It sounds like a movie with hit written all over it. Michael Mann, he of Miami Vice/The Insider/Heat/Crime Story/Manhunter etc., will be directing a film about the ferocious rivalry between Ford and Ferrari at the 1966 Le Mans race for 20th Century Fox (the studio behind Star Wars, Indiana Jones et al). The script will be based on the book written by AJ Baimes (who I know nothing about, and the only mention of him on the interwebs are connected to this movie) and Variety says that Brad Pitt has been mentioned as a possible lead.
The film we be titled “Go Like Hell” and it will, most likely, pale in comparison to the real thing, like racing movies always do.
See, I like movies, I really do. And God knows I like racing, so you think this would be a total winner for me. Going off of that, you’d also think that any movies about racing would work for me, but they don’t.
Movies about racing, like movies about fake rock and roll personalities, have one huge flaw in them: They are fiction. And in the case of real racing (and real life rock and roll for that matter), fiction flat out pales in comparison to real life.
Think about it. What happens in a racing movie? Let’s take “Days Of Thunder” as a sad, yet true to form example of the genre. It breaks down like this: A young up and coming racer, Cole Trickle (played by a block of wood shaped like Tom Cruise) has his sights set of fame and glory and victory on the NASCAR circuit. He comes from our of nowhere, upsets the established good ol’boys, shows definite talent, nearly dies in a spectacular crash, woos a neurosurgeon (played, unbelievably, by Nicole Kidman), overcomes, in order, the derision of the good ol’boys, the devastating trauma of his physics-defying crash, the reticence of Mz. Kidman to have sex with a Scientologist, and COMES FROM BEHIND TO WIN THE BIG RACE!!!!!
What a surprise …
See, that’s the problem with all racing movies (and rock movies). You know the protagonist is going to win, against all odd, just like you know the plucky up and coming singer/songwriter is going to be a big hit. Yeah, I know, Steve McQueen came in second in Le Mans (which is a pretty good film, all in all), but he took one for the team to get a victory.
That’s why real life, and real life racing is so much more interesting than any work of fiction: You never know the outcome.
Think of it. How many times have you watched a race, a given driver way in the lead, and something happens on the last lap (or late in the race) and he goes down to defeat? I can’t even count the times, at this point in my life – although when Nigel Mansell konked out two corners from the end of the Canadian GP because he was too busy waving to the crowd to not stall the car springs to mind as a particularly funny example.
So that is the background milieu that Michael Mann steps into with his (rumored everywhere) upcoming Le Mans movie.
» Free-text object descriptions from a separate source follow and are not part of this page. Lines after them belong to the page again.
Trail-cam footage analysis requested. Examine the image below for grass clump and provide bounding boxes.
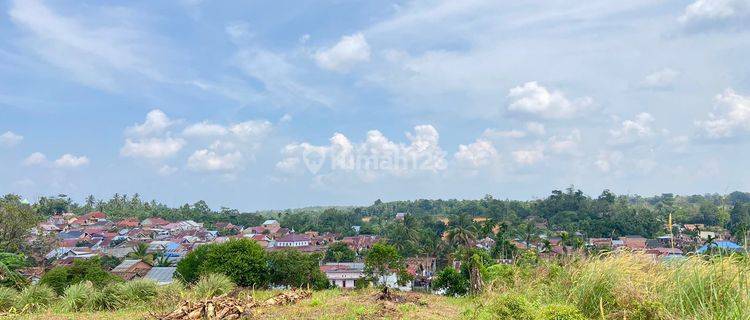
[193,273,236,299]
[0,286,18,311]
[488,292,536,320]
[90,284,126,311]
[62,281,96,312]
[15,284,55,312]
[537,303,586,320]
[119,279,159,304]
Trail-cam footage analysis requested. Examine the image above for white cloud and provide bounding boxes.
[229,120,272,140]
[8,0,163,90]
[512,145,545,165]
[187,149,242,172]
[609,112,655,144]
[679,0,750,24]
[126,109,175,137]
[525,122,546,136]
[120,137,186,159]
[548,129,581,154]
[454,139,498,167]
[696,89,750,138]
[182,122,228,137]
[507,82,593,119]
[0,131,23,147]
[277,125,447,180]
[640,68,679,89]
[54,154,89,168]
[280,114,293,123]
[314,32,371,72]
[157,165,178,176]
[595,151,623,173]
[482,129,526,139]
[23,152,47,166]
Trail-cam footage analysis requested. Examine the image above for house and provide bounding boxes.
[147,241,181,257]
[395,212,407,221]
[341,235,381,252]
[117,218,140,229]
[589,238,613,248]
[273,234,311,247]
[262,220,281,233]
[145,267,177,285]
[699,231,718,240]
[697,241,743,253]
[111,259,152,280]
[475,237,496,250]
[683,224,705,232]
[620,236,647,250]
[321,263,365,289]
[141,217,170,227]
[243,234,271,247]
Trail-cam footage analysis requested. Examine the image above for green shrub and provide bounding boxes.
[119,279,159,304]
[0,286,18,311]
[62,281,96,312]
[15,284,55,312]
[153,282,186,311]
[193,273,236,299]
[89,284,125,311]
[485,264,516,287]
[177,239,268,287]
[538,303,586,320]
[267,250,330,289]
[40,258,122,295]
[432,267,469,296]
[489,293,536,320]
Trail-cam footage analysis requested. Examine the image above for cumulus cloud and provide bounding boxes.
[695,89,750,138]
[609,112,655,145]
[482,129,526,139]
[157,165,178,176]
[679,0,750,24]
[0,131,23,147]
[595,151,623,173]
[454,139,498,168]
[507,82,593,119]
[640,68,680,89]
[525,122,546,136]
[277,125,447,180]
[182,122,228,137]
[53,154,89,168]
[126,109,175,137]
[120,137,186,159]
[548,129,581,154]
[229,120,273,140]
[187,149,242,172]
[314,33,371,72]
[23,152,47,166]
[512,145,545,165]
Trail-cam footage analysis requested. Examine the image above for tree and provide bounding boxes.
[432,267,468,296]
[177,239,268,287]
[0,252,28,288]
[324,242,356,262]
[39,257,122,294]
[364,243,406,287]
[127,243,153,265]
[267,250,329,289]
[0,195,40,253]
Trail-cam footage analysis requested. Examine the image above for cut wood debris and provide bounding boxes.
[151,289,312,319]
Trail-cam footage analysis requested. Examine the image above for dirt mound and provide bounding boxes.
[152,289,312,319]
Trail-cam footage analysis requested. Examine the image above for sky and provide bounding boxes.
[1,0,750,210]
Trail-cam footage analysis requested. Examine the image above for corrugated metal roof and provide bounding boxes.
[111,259,142,272]
[145,267,176,284]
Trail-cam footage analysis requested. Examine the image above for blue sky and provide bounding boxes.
[1,0,750,210]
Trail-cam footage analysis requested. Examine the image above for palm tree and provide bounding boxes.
[703,234,718,255]
[128,242,153,264]
[540,239,553,260]
[153,250,172,267]
[560,231,571,256]
[448,226,476,247]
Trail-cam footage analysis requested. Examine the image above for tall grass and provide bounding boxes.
[0,286,17,311]
[119,279,159,304]
[15,284,55,312]
[478,252,750,320]
[192,273,236,299]
[62,281,96,312]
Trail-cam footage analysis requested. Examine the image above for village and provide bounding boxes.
[23,210,743,291]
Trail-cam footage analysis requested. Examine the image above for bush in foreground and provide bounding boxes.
[193,273,236,299]
[0,286,17,311]
[15,284,55,312]
[62,281,96,312]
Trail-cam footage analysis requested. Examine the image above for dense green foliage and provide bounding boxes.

Now, Mann definitely does have the chops, there’s no denying that. “Heat” was a very well done movie. Hell he was able to keep Al Pacino in check for 80% of that flick, which is no small achievement. But he’s walking into a subject that is not fiction, not that far in the past and not lacking for documentation.
What will this film tell us that hasn’t already been covered? There are literally tons of books and magazine articles about Ford’s decision to take on Ferrari at Le Mans (and I already own most of them) and on top of that, we know the outcome: Ford won. Oh, I’m sorry, I should have given you a spoiler alert, shouldn’t I?
Sure, sure, you might be able to throw in some back at the factory drama. I, for one, would have loved to seen the look on Henry Ford II’s face when Enzo told him to get packing, the merger is off. Now that I think about it, if Mann were in fact to cover this, just think about all the shades of purple modern computer graphics could turn an actors face.
And speaking of actors, Brad Pitt? Seriously? Who the hell would he play? Look, the guys got talent and not just looks. He was spot on perfect as Tyler Durden and can have great comedic timing … but I don’t recall anyone that pretty racing cars back then. Of the major players, drivers, engineers, team owners, none of them look even close to Pitt … seriously, who? Lee Iacocca?
Of course, by predilection and grousing aside, if this gets out of the gate and gets made, it will probably be a hit (especially if the Pitt rumors turn out to be true). Hell, “Days Of Thunder” was a hit and people within NASCAR still refer to it in positive terms.
I guess there can be a positive upside to all this. If it gets made, and people go see it, it will get them interested in racing. Which means that, after it all boils down, some people might get a better understanding of cars and driving and things might get better out there for us gearheads.